I just bought a new aquarium two weeks ago. Transfered my three rbp in this new tank. New gravel. Just used some of the old gravel in the canister to circulate bacteria. Also added a large rock and a new plant on some driftwood. Within days, the plant started to turn brown and the leaves began to disintegrate. I have been adding flourish excel for the last week and new plant growth is seen. But most the leaves are dying and now Im getting red algae (I think) on the sides of the tank. I had this problem in my last aquarium and I dont like it. I have a bowed aquarium and its hard to clean off. My questions are: Is this red algae caused by dying plant material? And is there type of live animal I can put in the tank that my rbp wont kill? I heard snails but would like feedback. Thanks all!!!!


----------



## manuelmedina (Oct 27, 2008)

jriss said:


> I just bought a new aquarium two weeks ago. Transfered my three rbp in this new tank. New gravel. Just used some of the old gravel in the canister to circulate bacteria. Also added a large rock and a new plant on some driftwood. Within days, the plant started to turn brown and the leaves began to disintegrate. I have been adding flourish excel for the last week and new plant growth is seen. But most the leaves are dying and now Im getting red algae (I think) on the sides of the tank. I had this problem in my last aquarium and I dont like it. I have a bowed aquarium and its hard to clean off. My questions are: Is this red algae caused by dying plant material? And is there type of live animal I can put in the tank that my rbp wont kill? I heard snails but would like feedback. Thanks all!!!!

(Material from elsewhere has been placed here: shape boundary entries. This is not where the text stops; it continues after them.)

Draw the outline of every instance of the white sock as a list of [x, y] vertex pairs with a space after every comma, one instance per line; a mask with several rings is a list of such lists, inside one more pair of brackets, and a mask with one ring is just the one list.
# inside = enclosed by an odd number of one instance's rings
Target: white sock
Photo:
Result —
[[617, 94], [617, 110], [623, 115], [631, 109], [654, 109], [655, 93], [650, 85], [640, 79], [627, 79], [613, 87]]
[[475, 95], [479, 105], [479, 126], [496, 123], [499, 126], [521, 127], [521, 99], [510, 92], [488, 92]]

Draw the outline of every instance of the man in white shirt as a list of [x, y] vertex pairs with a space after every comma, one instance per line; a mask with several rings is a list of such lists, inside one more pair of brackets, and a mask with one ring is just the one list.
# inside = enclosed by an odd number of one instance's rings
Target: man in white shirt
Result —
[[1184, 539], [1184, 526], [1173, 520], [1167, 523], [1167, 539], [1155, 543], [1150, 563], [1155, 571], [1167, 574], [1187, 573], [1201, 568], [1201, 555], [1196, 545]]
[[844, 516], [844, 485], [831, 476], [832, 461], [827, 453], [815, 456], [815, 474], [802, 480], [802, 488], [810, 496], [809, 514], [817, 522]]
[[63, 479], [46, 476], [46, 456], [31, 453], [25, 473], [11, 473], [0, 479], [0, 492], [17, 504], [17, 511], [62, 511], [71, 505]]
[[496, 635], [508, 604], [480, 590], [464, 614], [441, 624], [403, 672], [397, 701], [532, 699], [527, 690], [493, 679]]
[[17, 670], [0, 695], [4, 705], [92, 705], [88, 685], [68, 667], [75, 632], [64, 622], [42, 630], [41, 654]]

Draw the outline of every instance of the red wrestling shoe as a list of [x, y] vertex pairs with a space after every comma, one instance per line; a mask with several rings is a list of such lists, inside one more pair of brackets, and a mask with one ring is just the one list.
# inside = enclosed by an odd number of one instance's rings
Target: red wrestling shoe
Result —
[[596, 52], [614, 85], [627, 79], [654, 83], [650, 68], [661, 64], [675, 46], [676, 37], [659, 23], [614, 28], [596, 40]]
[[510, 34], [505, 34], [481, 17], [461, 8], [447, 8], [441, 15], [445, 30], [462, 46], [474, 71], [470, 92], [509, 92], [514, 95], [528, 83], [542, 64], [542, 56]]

that's a new tank algae it takes a while to get rid of it until your tank its stabilized and then a different type of alge starts to grow its green algea but usually your green algea grows because your nitrates are high i had that problem with my piranha tank until i started doing 2 water changes every week and almost no algea grows now, the best way to stop that red algea to grow is to have your lights on as little as possible


----------



## jriss (Mar 27, 2009)

Thanks. Also, is there a brush or scraper of some sort that is curved for use on bowed front glass? Its impossible to use a straight blade on the curved glass to clean off that algae.


----------



## Plowboy (Apr 9, 2008)

If it started as a brownish algae that almost dusts when you rub it, then it's actually called diatoms. Its caused by lack of light (not too much) and an excess of silicates. Its only lasted for 2-4 months on all of my newly established tanks and then just goes away by itself.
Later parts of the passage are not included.